Reputation: 92
Suppose I need to remove the outlier, that is (40, 10) in this case (refer to the plot attached below) using IQR rule, how do I do that?
Compared to the neighbouring points, (40, 10) is definitely an outlier. However,
Q1 = 11.25,
Q3 = 35.75
1.5 * IQR = 1.5 * (Q3 - Q1) = 36.75
Only points with y-val lower than 11.25-36.75 or greater than 35.75+36.75 are considered outliers.

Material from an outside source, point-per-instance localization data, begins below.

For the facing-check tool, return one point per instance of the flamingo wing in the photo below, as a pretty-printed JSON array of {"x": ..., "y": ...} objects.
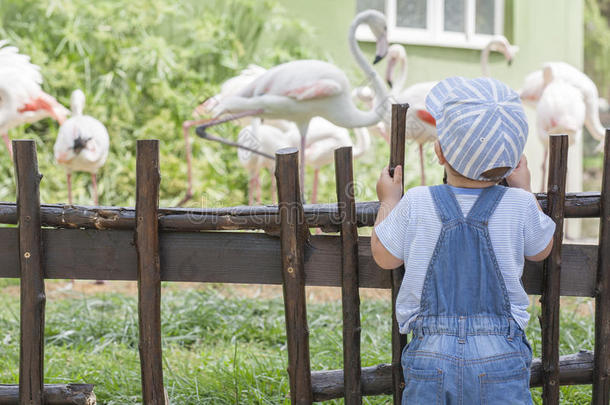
[{"x": 318, "y": 89}]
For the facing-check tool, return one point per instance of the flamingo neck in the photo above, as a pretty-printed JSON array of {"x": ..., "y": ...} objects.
[
  {"x": 402, "y": 78},
  {"x": 7, "y": 107},
  {"x": 363, "y": 141},
  {"x": 485, "y": 60},
  {"x": 381, "y": 92}
]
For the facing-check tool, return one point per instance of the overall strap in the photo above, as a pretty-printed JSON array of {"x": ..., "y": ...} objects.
[
  {"x": 447, "y": 207},
  {"x": 486, "y": 204}
]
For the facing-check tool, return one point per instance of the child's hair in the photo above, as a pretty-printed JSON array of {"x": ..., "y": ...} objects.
[{"x": 492, "y": 175}]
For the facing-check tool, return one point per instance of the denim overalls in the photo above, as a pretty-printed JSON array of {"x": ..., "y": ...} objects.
[{"x": 466, "y": 347}]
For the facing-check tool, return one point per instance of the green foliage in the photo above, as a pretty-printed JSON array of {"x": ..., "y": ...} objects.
[
  {"x": 144, "y": 65},
  {"x": 597, "y": 44},
  {"x": 219, "y": 348}
]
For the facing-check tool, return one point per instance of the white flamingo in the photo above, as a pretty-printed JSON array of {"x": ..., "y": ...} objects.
[
  {"x": 560, "y": 110},
  {"x": 228, "y": 88},
  {"x": 323, "y": 138},
  {"x": 534, "y": 85},
  {"x": 21, "y": 98},
  {"x": 497, "y": 43},
  {"x": 82, "y": 144},
  {"x": 300, "y": 90},
  {"x": 420, "y": 125}
]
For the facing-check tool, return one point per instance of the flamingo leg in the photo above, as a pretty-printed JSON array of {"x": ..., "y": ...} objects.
[
  {"x": 186, "y": 125},
  {"x": 421, "y": 164},
  {"x": 544, "y": 181},
  {"x": 69, "y": 182},
  {"x": 273, "y": 188},
  {"x": 251, "y": 191},
  {"x": 302, "y": 165},
  {"x": 314, "y": 193},
  {"x": 9, "y": 146},
  {"x": 96, "y": 201}
]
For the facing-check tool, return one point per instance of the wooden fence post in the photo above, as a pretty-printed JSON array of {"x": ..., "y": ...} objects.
[
  {"x": 397, "y": 157},
  {"x": 149, "y": 271},
  {"x": 293, "y": 237},
  {"x": 344, "y": 175},
  {"x": 601, "y": 368},
  {"x": 558, "y": 164},
  {"x": 31, "y": 355}
]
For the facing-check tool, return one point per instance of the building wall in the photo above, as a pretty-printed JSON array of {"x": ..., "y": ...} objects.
[{"x": 544, "y": 30}]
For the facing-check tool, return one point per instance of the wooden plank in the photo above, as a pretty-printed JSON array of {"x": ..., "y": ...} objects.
[
  {"x": 601, "y": 372},
  {"x": 293, "y": 237},
  {"x": 574, "y": 369},
  {"x": 54, "y": 394},
  {"x": 344, "y": 175},
  {"x": 325, "y": 216},
  {"x": 31, "y": 351},
  {"x": 558, "y": 161},
  {"x": 397, "y": 158},
  {"x": 149, "y": 271},
  {"x": 240, "y": 257}
]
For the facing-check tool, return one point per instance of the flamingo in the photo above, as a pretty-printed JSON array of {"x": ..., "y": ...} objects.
[
  {"x": 21, "y": 98},
  {"x": 300, "y": 90},
  {"x": 420, "y": 125},
  {"x": 534, "y": 85},
  {"x": 560, "y": 110},
  {"x": 82, "y": 144},
  {"x": 498, "y": 43},
  {"x": 228, "y": 88},
  {"x": 323, "y": 137}
]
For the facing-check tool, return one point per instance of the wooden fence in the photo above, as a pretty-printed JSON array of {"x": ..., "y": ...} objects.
[{"x": 150, "y": 244}]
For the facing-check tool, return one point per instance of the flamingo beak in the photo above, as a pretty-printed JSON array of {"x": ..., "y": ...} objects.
[{"x": 42, "y": 104}]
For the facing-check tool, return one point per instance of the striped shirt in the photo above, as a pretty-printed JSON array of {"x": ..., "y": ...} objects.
[{"x": 517, "y": 228}]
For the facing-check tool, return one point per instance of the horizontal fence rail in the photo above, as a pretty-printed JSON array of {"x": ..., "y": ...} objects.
[
  {"x": 254, "y": 258},
  {"x": 575, "y": 369},
  {"x": 325, "y": 216}
]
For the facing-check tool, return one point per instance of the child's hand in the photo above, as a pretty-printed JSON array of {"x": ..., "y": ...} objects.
[
  {"x": 389, "y": 189},
  {"x": 521, "y": 176}
]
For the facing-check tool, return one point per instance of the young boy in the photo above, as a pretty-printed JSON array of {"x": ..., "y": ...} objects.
[{"x": 463, "y": 246}]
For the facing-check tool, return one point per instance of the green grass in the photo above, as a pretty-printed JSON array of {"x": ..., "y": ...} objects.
[{"x": 218, "y": 350}]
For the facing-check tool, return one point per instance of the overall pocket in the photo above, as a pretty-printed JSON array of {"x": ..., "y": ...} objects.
[
  {"x": 423, "y": 387},
  {"x": 505, "y": 387}
]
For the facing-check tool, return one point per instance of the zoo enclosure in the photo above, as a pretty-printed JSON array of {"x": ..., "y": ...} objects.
[{"x": 149, "y": 245}]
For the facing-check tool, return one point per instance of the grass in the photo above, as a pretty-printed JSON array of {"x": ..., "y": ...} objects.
[{"x": 219, "y": 348}]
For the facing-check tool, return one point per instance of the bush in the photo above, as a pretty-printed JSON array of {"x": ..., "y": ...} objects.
[{"x": 144, "y": 65}]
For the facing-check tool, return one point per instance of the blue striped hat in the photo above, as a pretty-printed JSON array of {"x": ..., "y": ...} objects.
[{"x": 480, "y": 123}]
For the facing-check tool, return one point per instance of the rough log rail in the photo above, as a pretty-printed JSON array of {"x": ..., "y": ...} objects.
[
  {"x": 326, "y": 216},
  {"x": 54, "y": 394},
  {"x": 574, "y": 369}
]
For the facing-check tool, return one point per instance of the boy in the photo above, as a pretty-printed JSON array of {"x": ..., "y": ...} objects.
[{"x": 463, "y": 246}]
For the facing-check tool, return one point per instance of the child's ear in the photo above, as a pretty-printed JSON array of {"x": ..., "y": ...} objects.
[{"x": 439, "y": 153}]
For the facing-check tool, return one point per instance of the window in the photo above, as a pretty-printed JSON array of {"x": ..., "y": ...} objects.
[{"x": 452, "y": 23}]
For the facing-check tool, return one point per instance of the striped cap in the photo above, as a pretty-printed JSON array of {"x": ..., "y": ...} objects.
[{"x": 480, "y": 123}]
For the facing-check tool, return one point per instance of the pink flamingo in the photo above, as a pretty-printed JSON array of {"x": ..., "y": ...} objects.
[
  {"x": 82, "y": 144},
  {"x": 560, "y": 110},
  {"x": 21, "y": 98},
  {"x": 300, "y": 90},
  {"x": 497, "y": 43},
  {"x": 323, "y": 138},
  {"x": 534, "y": 85},
  {"x": 420, "y": 126}
]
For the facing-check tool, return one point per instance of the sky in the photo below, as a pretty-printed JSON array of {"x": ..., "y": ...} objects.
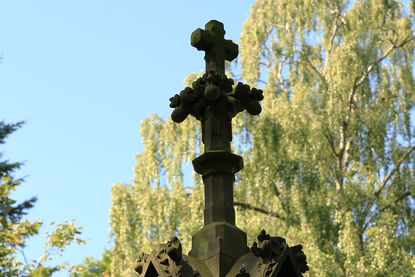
[{"x": 83, "y": 75}]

How do I find and remove (40, 10) using IQR rule if I must use IQR rule?
Here's my code:
import pandas as pd
import matplotlib.pyplot as plt
test = pd.DataFrame({'x': range(50), 'y': [i if i != 40 else 10 for i in range(50)]})
plt.figure(**FIGURE)
plt.scatter(test['x'], test['y'], marker='x')
plt.show()
Here's the plot generated from the above code.
Upvotes: 0
Views: 138
Reputation: 352
The way you are using the IQR is only considering the X axis component. If you do not include the Y axis components, then the point at (40, 10) is not an outlier.
You should use a method that considers 2D instances, such as Local Outlier Factor or any other.
Upvotes: 0